Conflict of Interest
LD, RF, IP, TS, MNW are working at an independent, non-profit research institute, the Leibniz Institute for Prevention Research and Epidemiology – BIPS. Unrelated to this study, BIPS occasionally conducts studies financed by the pharmaceutical industry. Almost exclusively, these are post-authorization safety studies (PASS) requested by health authorities. The design and conduct of these studies as well as the interpretation and publication are not influenced by the pharmaceutical industry. These studies are conducted in line with the ENCePP Code of Conduct, i.e., the design and conduct as well as the interpretation and publication are not influenced by the pharmaceutical industry. RL is working at the Techniker Krankenkasse, a statutory health insurance. There is neither professional nor a personal conflict of interest. MS declares that there is no conflict of interest.
Data sharing
As we are not the owners of the data we are not legally entitled to grant access to the data of the German Pharmacoepidemiological Research Database. In accordance with German data protection regulations, access to the data is granted only to BIPS employees on the BIPS premises and in the context of approved research projects. Third parties may only access the data in cooperation with BIPS and after signing an agreement for guest researchers at BIPS.
Code availability
The implementation of the methods that generated the signals presented in this paper is written in R and publicly available on github.com/bips-hb/pvm. We additionally used the R package ranger [1] for the random forest analysis.
Authors’ contributions
Study concept and design: RF, LD (signal detection), MNW (signal detection), TS (verification study), IP Analysis and interpretation of data: RF, TS (verification study), MNW (signal detection), LD (signal detection), MS, TS (signal triage)

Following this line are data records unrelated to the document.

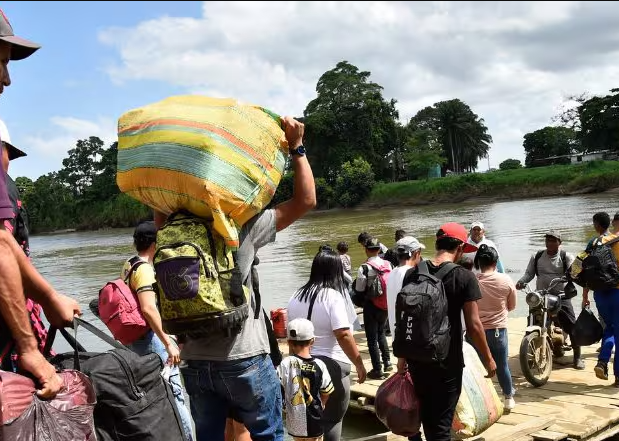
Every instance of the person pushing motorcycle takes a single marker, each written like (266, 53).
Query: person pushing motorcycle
(546, 265)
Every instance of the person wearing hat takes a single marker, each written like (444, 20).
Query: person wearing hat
(438, 385)
(306, 382)
(16, 270)
(408, 251)
(549, 264)
(477, 238)
(141, 280)
(375, 316)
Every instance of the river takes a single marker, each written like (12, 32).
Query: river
(80, 263)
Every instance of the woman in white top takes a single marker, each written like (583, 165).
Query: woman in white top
(323, 301)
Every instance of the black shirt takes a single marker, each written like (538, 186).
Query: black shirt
(460, 287)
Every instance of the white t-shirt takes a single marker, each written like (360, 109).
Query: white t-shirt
(330, 313)
(394, 286)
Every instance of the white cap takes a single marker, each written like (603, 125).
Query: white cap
(300, 330)
(14, 152)
(477, 225)
(409, 244)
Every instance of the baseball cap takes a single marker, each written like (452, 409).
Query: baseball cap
(145, 230)
(14, 152)
(456, 231)
(408, 244)
(21, 48)
(300, 330)
(372, 244)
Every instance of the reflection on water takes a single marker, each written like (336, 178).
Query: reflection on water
(79, 264)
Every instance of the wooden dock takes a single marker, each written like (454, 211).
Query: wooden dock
(573, 405)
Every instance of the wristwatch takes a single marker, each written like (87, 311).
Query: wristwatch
(299, 151)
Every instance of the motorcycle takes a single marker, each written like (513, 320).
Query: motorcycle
(542, 338)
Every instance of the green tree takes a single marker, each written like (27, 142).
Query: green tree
(548, 142)
(599, 121)
(354, 182)
(510, 164)
(462, 135)
(349, 118)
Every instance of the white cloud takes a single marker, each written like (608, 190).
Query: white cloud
(47, 149)
(512, 62)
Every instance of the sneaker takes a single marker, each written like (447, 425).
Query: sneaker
(509, 403)
(601, 370)
(375, 375)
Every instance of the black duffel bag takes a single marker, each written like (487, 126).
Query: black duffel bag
(587, 329)
(134, 403)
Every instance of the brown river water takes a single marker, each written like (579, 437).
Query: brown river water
(80, 263)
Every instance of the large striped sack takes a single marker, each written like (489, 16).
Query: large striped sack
(217, 158)
(479, 406)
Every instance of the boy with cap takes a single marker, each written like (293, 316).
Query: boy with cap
(549, 264)
(438, 384)
(408, 251)
(306, 382)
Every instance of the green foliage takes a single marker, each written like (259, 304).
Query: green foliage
(461, 134)
(510, 164)
(549, 142)
(354, 182)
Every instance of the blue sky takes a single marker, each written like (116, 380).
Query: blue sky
(512, 62)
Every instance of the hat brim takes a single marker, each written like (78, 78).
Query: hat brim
(20, 47)
(14, 152)
(468, 248)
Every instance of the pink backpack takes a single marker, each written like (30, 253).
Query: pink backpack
(119, 308)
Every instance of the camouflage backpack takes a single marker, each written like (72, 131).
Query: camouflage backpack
(199, 286)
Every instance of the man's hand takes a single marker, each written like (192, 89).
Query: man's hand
(294, 131)
(402, 366)
(60, 310)
(50, 382)
(491, 368)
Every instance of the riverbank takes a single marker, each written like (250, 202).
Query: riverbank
(556, 180)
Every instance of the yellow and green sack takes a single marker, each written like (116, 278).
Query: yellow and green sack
(216, 158)
(199, 286)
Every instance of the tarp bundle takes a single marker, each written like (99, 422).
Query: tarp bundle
(217, 158)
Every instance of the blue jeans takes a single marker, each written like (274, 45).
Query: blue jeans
(607, 303)
(249, 388)
(151, 343)
(497, 343)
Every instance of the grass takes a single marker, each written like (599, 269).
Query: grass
(590, 177)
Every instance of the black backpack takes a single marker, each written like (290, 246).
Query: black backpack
(599, 268)
(422, 320)
(133, 400)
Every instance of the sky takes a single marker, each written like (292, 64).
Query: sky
(513, 63)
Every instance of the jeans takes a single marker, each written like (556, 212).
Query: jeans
(151, 343)
(337, 405)
(438, 391)
(248, 387)
(607, 303)
(375, 320)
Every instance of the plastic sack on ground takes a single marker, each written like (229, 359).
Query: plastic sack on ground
(214, 157)
(397, 406)
(25, 417)
(479, 406)
(587, 329)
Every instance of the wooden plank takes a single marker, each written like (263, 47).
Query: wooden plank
(547, 435)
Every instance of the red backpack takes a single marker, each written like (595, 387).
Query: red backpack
(120, 310)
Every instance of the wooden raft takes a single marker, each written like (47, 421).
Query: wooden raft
(573, 405)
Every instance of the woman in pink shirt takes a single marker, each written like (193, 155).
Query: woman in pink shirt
(498, 298)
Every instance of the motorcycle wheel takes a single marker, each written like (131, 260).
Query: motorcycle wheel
(536, 359)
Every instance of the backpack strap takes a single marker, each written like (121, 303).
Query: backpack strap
(538, 255)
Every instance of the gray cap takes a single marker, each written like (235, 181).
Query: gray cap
(21, 48)
(300, 330)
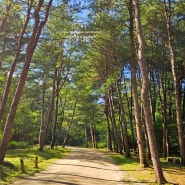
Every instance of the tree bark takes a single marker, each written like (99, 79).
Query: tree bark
(117, 143)
(43, 133)
(137, 112)
(5, 17)
(29, 53)
(167, 11)
(145, 98)
(69, 125)
(53, 137)
(123, 124)
(10, 75)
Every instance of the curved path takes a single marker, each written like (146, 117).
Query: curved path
(79, 167)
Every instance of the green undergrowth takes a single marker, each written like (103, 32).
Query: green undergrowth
(133, 173)
(12, 168)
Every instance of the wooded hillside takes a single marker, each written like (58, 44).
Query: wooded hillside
(94, 74)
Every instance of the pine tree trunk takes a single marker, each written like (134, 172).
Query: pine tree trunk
(29, 53)
(117, 143)
(145, 98)
(123, 124)
(10, 75)
(86, 135)
(43, 132)
(140, 141)
(167, 9)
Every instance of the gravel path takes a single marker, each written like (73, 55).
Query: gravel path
(80, 167)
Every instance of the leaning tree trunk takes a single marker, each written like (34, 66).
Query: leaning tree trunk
(145, 98)
(53, 137)
(69, 125)
(43, 132)
(16, 58)
(117, 143)
(109, 140)
(167, 11)
(123, 124)
(137, 112)
(86, 135)
(29, 53)
(5, 17)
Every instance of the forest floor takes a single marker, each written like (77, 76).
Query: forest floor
(79, 167)
(91, 167)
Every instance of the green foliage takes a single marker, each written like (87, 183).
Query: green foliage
(17, 145)
(13, 158)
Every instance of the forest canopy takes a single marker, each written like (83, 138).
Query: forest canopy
(99, 74)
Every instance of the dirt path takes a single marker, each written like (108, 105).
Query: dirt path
(80, 167)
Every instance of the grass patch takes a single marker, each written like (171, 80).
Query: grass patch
(12, 167)
(133, 173)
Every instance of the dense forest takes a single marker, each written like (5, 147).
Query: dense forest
(94, 74)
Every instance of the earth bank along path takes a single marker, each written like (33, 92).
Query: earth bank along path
(79, 167)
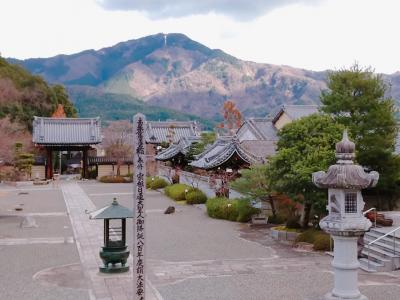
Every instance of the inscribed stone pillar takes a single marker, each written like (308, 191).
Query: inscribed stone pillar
(139, 189)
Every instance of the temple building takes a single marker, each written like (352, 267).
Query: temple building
(65, 134)
(159, 134)
(176, 153)
(226, 152)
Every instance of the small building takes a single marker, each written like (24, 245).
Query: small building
(226, 152)
(165, 133)
(66, 134)
(257, 129)
(176, 152)
(290, 113)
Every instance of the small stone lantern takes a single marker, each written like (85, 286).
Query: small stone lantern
(345, 221)
(114, 253)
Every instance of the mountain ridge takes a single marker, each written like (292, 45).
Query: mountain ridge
(173, 71)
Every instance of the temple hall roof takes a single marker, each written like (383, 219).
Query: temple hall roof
(261, 128)
(221, 151)
(182, 147)
(296, 112)
(66, 131)
(158, 132)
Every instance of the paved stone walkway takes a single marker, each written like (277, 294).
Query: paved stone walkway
(89, 238)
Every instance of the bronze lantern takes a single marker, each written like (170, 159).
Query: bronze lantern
(114, 252)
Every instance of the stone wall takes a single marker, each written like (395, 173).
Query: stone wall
(38, 172)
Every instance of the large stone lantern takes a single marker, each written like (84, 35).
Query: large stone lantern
(114, 253)
(345, 221)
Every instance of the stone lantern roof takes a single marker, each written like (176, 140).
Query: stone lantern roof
(345, 174)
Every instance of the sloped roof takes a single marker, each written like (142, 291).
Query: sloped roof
(296, 112)
(221, 151)
(262, 128)
(113, 211)
(66, 131)
(106, 160)
(182, 147)
(262, 149)
(158, 132)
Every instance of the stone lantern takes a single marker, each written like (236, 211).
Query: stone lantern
(345, 221)
(114, 253)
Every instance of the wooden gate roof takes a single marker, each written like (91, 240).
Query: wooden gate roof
(66, 131)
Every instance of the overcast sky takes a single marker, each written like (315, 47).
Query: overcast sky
(311, 34)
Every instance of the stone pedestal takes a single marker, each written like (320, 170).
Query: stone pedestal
(345, 264)
(345, 221)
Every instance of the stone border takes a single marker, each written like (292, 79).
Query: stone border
(283, 235)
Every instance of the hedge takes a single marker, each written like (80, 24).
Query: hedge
(195, 196)
(177, 191)
(319, 239)
(115, 179)
(156, 183)
(239, 210)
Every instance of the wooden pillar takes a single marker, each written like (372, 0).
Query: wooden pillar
(84, 164)
(49, 165)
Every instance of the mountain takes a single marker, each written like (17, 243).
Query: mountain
(173, 71)
(22, 96)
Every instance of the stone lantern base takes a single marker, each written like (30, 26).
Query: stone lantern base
(345, 264)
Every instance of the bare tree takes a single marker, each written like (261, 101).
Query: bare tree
(117, 142)
(10, 134)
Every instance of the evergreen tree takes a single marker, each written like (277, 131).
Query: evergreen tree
(357, 99)
(305, 146)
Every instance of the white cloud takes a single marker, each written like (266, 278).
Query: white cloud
(330, 35)
(238, 9)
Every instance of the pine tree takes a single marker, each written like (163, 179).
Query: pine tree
(357, 98)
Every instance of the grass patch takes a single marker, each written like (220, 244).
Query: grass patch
(184, 192)
(115, 179)
(238, 210)
(284, 228)
(155, 183)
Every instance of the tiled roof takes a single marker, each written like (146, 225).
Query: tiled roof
(221, 151)
(296, 112)
(182, 147)
(262, 149)
(105, 160)
(66, 131)
(261, 128)
(158, 132)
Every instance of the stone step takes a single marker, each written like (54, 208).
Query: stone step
(376, 257)
(378, 233)
(382, 252)
(386, 246)
(372, 266)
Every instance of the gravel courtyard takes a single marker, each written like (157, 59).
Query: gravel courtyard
(189, 255)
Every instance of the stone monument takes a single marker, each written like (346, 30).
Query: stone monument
(345, 221)
(139, 190)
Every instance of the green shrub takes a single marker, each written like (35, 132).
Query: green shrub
(293, 222)
(156, 183)
(177, 191)
(307, 236)
(239, 210)
(245, 210)
(277, 219)
(319, 239)
(114, 179)
(322, 242)
(195, 196)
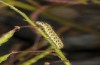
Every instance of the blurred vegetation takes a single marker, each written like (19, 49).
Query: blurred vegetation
(76, 20)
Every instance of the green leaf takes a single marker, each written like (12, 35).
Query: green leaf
(5, 37)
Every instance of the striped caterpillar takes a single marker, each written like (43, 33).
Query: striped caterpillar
(51, 34)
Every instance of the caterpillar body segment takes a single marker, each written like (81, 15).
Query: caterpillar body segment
(51, 34)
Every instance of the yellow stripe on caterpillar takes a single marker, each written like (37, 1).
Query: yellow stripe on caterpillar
(51, 34)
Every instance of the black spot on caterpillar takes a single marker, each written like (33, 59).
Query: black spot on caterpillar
(51, 34)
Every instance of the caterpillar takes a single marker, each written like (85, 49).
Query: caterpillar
(51, 34)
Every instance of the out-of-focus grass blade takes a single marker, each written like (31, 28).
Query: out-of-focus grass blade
(4, 57)
(5, 37)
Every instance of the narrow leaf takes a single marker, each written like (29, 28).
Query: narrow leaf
(5, 37)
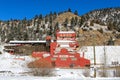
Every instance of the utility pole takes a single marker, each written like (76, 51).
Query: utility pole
(104, 61)
(94, 56)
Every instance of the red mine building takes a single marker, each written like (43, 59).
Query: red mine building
(63, 52)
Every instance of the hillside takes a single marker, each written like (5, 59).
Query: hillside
(67, 15)
(102, 24)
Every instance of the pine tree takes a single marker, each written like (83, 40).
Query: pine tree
(76, 12)
(66, 22)
(69, 10)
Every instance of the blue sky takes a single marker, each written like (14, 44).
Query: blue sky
(18, 9)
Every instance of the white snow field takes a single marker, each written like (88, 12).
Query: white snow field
(12, 69)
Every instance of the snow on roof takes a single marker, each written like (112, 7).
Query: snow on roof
(66, 32)
(42, 41)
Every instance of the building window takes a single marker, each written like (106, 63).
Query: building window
(63, 59)
(53, 59)
(73, 59)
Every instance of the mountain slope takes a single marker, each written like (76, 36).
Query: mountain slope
(67, 15)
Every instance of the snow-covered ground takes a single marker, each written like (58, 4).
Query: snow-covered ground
(12, 69)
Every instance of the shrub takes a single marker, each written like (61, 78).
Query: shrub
(41, 68)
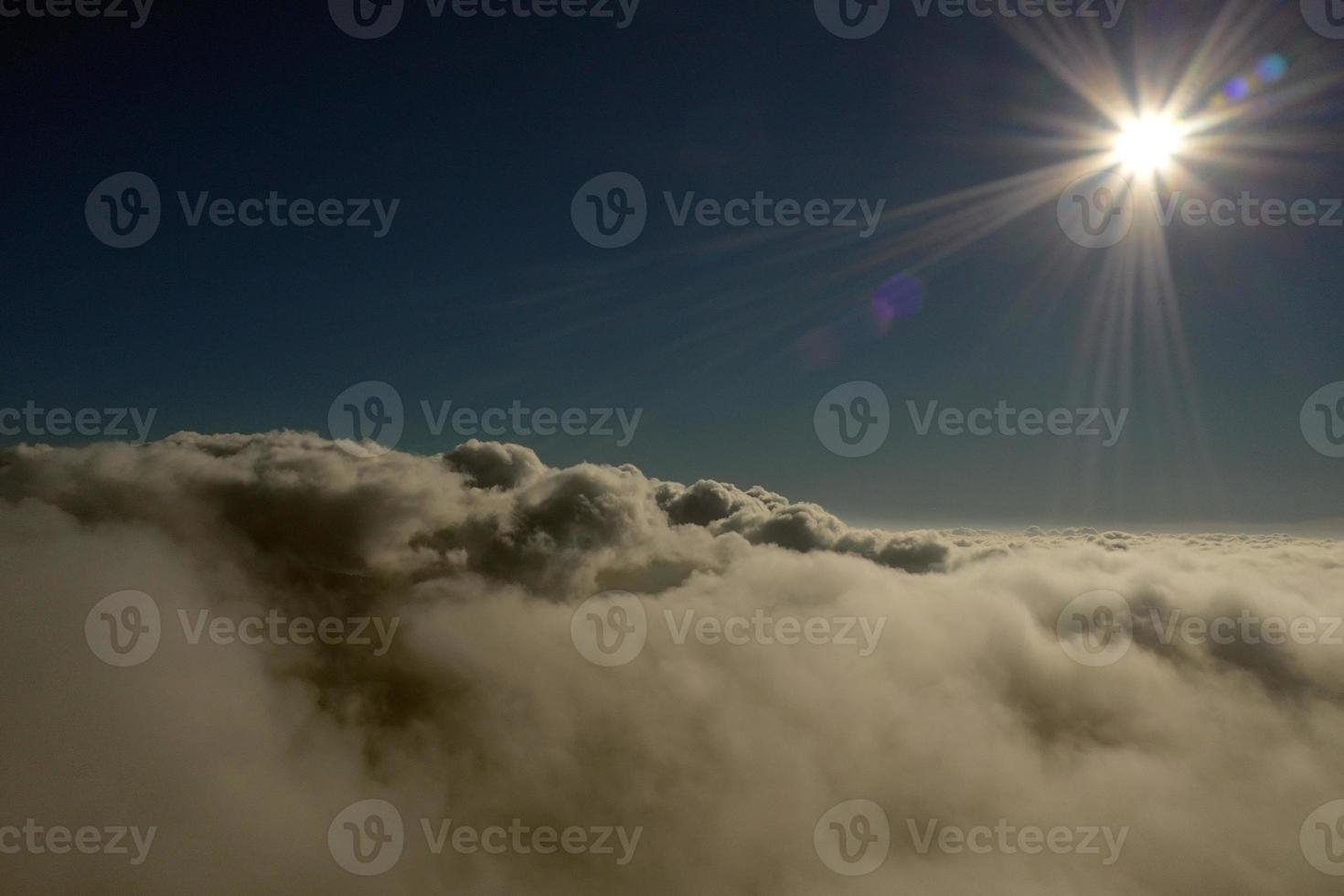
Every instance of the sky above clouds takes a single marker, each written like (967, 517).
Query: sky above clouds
(481, 292)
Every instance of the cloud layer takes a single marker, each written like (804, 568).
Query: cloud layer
(726, 755)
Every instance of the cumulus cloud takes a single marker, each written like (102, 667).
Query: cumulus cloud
(485, 709)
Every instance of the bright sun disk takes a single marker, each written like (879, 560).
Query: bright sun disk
(1147, 145)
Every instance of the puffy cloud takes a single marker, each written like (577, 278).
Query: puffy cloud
(484, 709)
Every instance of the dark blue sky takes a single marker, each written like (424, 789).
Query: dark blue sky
(483, 293)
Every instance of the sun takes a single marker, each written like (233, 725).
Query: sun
(1146, 145)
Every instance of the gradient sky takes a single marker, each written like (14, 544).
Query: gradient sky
(483, 293)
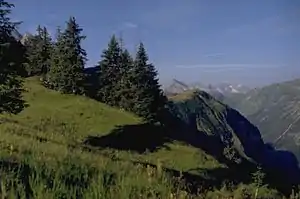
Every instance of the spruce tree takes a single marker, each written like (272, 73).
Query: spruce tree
(39, 49)
(11, 64)
(67, 65)
(110, 73)
(149, 99)
(126, 88)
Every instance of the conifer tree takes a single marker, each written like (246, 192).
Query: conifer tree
(110, 73)
(149, 99)
(126, 88)
(67, 65)
(39, 49)
(11, 64)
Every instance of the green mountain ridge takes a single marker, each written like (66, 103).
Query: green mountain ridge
(275, 109)
(61, 130)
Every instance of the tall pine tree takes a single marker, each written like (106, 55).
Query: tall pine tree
(110, 73)
(67, 65)
(149, 99)
(39, 49)
(125, 87)
(11, 64)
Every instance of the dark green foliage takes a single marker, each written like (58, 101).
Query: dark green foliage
(130, 84)
(67, 61)
(110, 73)
(11, 64)
(125, 87)
(149, 98)
(39, 49)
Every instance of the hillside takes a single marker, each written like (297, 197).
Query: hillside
(65, 146)
(275, 109)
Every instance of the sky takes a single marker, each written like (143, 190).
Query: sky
(253, 42)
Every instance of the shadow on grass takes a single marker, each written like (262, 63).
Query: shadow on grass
(204, 180)
(139, 138)
(23, 171)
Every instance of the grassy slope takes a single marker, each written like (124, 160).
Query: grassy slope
(47, 137)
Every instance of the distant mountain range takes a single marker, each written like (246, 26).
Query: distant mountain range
(275, 109)
(219, 91)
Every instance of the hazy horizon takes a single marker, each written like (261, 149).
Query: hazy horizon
(254, 43)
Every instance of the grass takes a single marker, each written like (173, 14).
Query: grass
(43, 155)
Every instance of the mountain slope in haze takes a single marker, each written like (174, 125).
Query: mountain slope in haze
(224, 130)
(275, 109)
(219, 91)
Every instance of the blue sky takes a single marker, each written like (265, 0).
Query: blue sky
(251, 42)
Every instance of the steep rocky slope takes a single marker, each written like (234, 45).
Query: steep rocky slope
(275, 109)
(210, 124)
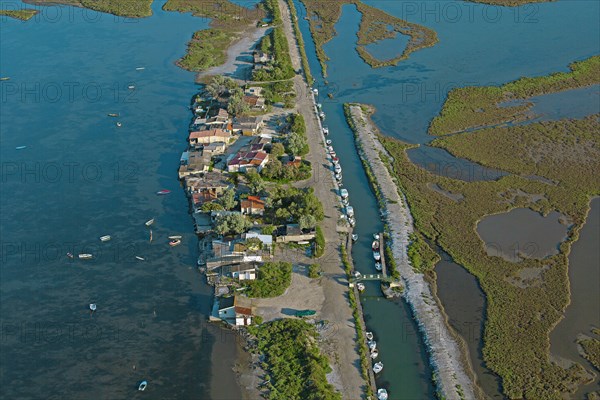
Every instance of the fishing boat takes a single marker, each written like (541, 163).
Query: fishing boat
(378, 367)
(382, 394)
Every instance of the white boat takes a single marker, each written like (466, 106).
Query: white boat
(378, 367)
(382, 394)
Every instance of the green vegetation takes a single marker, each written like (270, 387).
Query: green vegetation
(591, 349)
(275, 44)
(474, 107)
(375, 25)
(296, 370)
(300, 40)
(208, 47)
(422, 257)
(129, 8)
(314, 271)
(520, 310)
(23, 14)
(273, 279)
(319, 242)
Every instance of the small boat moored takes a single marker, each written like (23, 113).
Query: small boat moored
(378, 367)
(382, 394)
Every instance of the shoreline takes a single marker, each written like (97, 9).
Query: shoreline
(453, 378)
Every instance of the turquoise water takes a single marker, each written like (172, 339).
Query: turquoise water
(81, 177)
(480, 45)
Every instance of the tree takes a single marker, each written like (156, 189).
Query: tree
(231, 223)
(277, 150)
(307, 222)
(227, 200)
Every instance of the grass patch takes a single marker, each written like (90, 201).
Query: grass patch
(295, 367)
(474, 107)
(22, 14)
(273, 279)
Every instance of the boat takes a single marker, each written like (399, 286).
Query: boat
(382, 394)
(378, 367)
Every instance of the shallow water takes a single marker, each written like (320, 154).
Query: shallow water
(81, 177)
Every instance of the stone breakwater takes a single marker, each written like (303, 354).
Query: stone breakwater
(452, 378)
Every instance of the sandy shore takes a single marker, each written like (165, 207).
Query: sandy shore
(445, 352)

Drafting of manuscript: RF, TS, MNW, LD, IP
Critical revision of manuscript: RL, MNV
Acknowledgments
The authors would like to thank all statutory health insurances which provided data for this study, namely AOK Bremen/Bremerhaven, DAK-Gesundheit, Die Techniker (TK), and hkk Krankenkasse. The authors would like to thank the data support team at the BIPS and Arne Godt for the implementation of the online tool.